You are viewing a plain text version of this content. The canonical link for it is here.
Posted to dev@hive.apache.org by "Xuefu Zhang (JIRA)" <ji...@apache.org> on 2013/10/11 07:23:41 UTC

[jira] [Created] (HIVE-5520) Use factory methods to instantiate HiveDecimal instead of constructors

Xuefu Zhang created HIVE-5520:
---------------------------------

             Summary: Use factory methods to instantiate HiveDecimal instead of constructors
                 Key: HIVE-5520
                 URL: https://issues.apache.org/jira/browse/HIVE-5520
             Project: Hive
          Issue Type: Improvement
          Components: Types
    Affects Versions: 0.11.0
            Reporter: Xuefu Zhang
            Assignee: Xuefu Zhang
             Fix For: 0.13.0


Currently HiveDecimal class provided a bunch of constructors that  unfortunately also throws a runtime exception. For example,

{code}
 public HiveDecimal(BigInteger unscaled, int scale) {
    bd = this.normalize(new BigDecimal(unscaled, scale), MAX_PRECISION, false);
    if (bd == null) {
     throw new NumberFormatException("Assignment would result in truncation");
   }
{code}

As a result, it's hard for the caller to detect error occurrences and the error handling is also complicated.

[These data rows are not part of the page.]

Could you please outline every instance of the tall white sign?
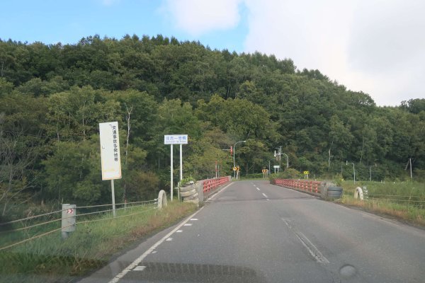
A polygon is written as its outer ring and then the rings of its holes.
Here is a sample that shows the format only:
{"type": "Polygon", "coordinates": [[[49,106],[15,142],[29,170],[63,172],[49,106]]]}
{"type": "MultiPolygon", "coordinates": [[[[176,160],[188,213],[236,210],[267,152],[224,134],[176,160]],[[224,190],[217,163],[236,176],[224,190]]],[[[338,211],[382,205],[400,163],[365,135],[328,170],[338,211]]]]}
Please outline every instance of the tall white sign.
{"type": "Polygon", "coordinates": [[[173,144],[180,145],[180,180],[183,179],[183,163],[182,163],[182,144],[188,144],[187,134],[165,134],[164,136],[164,144],[170,144],[170,187],[171,187],[171,201],[173,201],[173,144]]]}
{"type": "Polygon", "coordinates": [[[166,134],[164,144],[188,144],[187,134],[166,134]]]}
{"type": "Polygon", "coordinates": [[[102,180],[120,179],[120,137],[118,122],[99,123],[102,180]]]}

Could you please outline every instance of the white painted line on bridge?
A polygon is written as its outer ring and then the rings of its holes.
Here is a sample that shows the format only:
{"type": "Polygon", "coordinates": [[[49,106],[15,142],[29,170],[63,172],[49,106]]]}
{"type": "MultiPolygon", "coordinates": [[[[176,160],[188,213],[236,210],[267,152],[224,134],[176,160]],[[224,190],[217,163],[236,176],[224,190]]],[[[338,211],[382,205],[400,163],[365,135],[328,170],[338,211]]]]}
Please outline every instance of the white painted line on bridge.
{"type": "Polygon", "coordinates": [[[192,215],[188,216],[184,221],[181,222],[181,224],[180,225],[178,225],[177,227],[174,228],[170,233],[169,233],[168,234],[166,234],[164,237],[162,237],[162,238],[161,240],[159,240],[157,243],[155,243],[147,250],[146,250],[144,253],[143,253],[143,254],[142,255],[140,255],[139,258],[136,258],[127,267],[124,268],[123,270],[123,271],[121,271],[120,273],[116,275],[115,277],[113,277],[110,281],[109,281],[109,283],[117,283],[118,282],[119,282],[120,279],[121,278],[123,278],[124,276],[125,276],[125,275],[127,273],[128,273],[129,272],[132,270],[133,268],[135,268],[135,267],[139,265],[139,263],[140,263],[142,262],[142,260],[143,260],[144,259],[144,258],[146,258],[147,256],[147,255],[151,253],[155,248],[157,248],[158,247],[158,246],[161,245],[166,239],[169,238],[172,234],[176,233],[176,231],[177,230],[180,229],[180,228],[181,228],[181,226],[183,226],[184,224],[186,224],[195,215],[198,214],[199,213],[199,212],[200,212],[202,209],[203,209],[203,207],[201,207],[198,211],[197,211],[196,212],[195,212],[194,214],[193,214],[192,215]]]}
{"type": "Polygon", "coordinates": [[[286,224],[288,228],[295,235],[295,236],[300,240],[302,246],[307,248],[307,250],[310,253],[310,255],[316,260],[317,262],[321,263],[329,263],[329,261],[327,258],[320,253],[320,250],[313,243],[300,231],[298,231],[295,227],[292,227],[288,221],[282,219],[283,222],[286,224]]]}

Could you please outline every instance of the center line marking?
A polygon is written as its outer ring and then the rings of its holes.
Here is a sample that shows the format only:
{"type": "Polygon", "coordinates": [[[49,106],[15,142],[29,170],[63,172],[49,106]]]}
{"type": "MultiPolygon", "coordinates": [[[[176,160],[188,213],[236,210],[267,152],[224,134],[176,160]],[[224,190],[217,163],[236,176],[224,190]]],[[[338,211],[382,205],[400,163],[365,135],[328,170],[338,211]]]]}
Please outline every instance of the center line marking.
{"type": "Polygon", "coordinates": [[[313,245],[313,243],[308,239],[308,238],[305,236],[305,235],[299,231],[296,228],[290,226],[285,219],[282,219],[282,220],[283,220],[283,222],[285,222],[288,228],[292,231],[298,240],[300,240],[302,246],[304,246],[304,247],[308,250],[310,255],[316,260],[317,262],[329,263],[328,259],[326,258],[324,255],[322,254],[322,253],[320,253],[320,250],[319,250],[319,249],[314,245],[313,245]]]}
{"type": "Polygon", "coordinates": [[[132,270],[132,269],[135,268],[136,266],[139,265],[139,263],[140,263],[142,262],[142,260],[143,260],[144,259],[144,258],[147,257],[147,255],[149,255],[150,253],[152,252],[152,250],[154,250],[155,248],[157,248],[157,247],[158,247],[158,246],[161,245],[164,241],[165,241],[166,238],[169,238],[170,236],[174,234],[184,224],[187,223],[191,219],[191,218],[192,218],[195,215],[198,214],[200,211],[202,211],[203,209],[203,207],[201,207],[198,211],[197,211],[196,212],[195,212],[194,214],[191,215],[189,217],[188,217],[185,221],[183,221],[177,227],[174,228],[174,230],[172,230],[168,234],[166,234],[166,236],[162,237],[162,238],[161,240],[159,240],[157,243],[155,243],[154,244],[154,246],[152,246],[147,250],[146,250],[144,253],[143,253],[143,254],[142,255],[140,255],[139,258],[136,258],[127,267],[124,268],[123,270],[123,271],[121,271],[120,273],[117,274],[115,276],[115,277],[113,277],[111,280],[109,281],[109,283],[117,283],[118,282],[119,282],[121,279],[121,278],[123,278],[124,276],[125,276],[125,275],[127,273],[128,273],[129,272],[132,270]]]}

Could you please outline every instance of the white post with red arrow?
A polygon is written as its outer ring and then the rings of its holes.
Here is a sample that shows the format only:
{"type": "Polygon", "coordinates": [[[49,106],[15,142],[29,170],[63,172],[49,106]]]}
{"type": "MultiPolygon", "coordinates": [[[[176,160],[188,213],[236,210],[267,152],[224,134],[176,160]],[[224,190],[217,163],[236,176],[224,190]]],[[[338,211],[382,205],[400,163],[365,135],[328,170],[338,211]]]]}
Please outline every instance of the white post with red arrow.
{"type": "Polygon", "coordinates": [[[64,239],[69,236],[69,233],[75,231],[76,209],[75,204],[62,204],[62,235],[64,239]]]}

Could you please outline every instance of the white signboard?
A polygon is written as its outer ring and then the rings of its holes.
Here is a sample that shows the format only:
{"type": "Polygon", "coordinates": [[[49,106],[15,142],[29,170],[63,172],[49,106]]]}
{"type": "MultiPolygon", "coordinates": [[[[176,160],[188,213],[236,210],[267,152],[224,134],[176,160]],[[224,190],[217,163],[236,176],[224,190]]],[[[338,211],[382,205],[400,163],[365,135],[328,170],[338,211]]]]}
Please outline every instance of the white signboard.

In many cases, the error handling is omitted or missed. For instance,

{code}
         HiveDecimalWritable result = new HiveDecimalWritable(HiveDecimal.ZERO);
        try {
          result.set(aggregation.sum.divide(new HiveDecimal(aggregation.count)));
        } catch (NumberFormatException e) {
          result = null;
        }
{code} 

Throwing runtime exception while expecting caller to catch seems anti-pattern. In the case of constructor, factory class or methods seem more appropriate. With such a change, the apis are cleaner, and the error handling is simplified.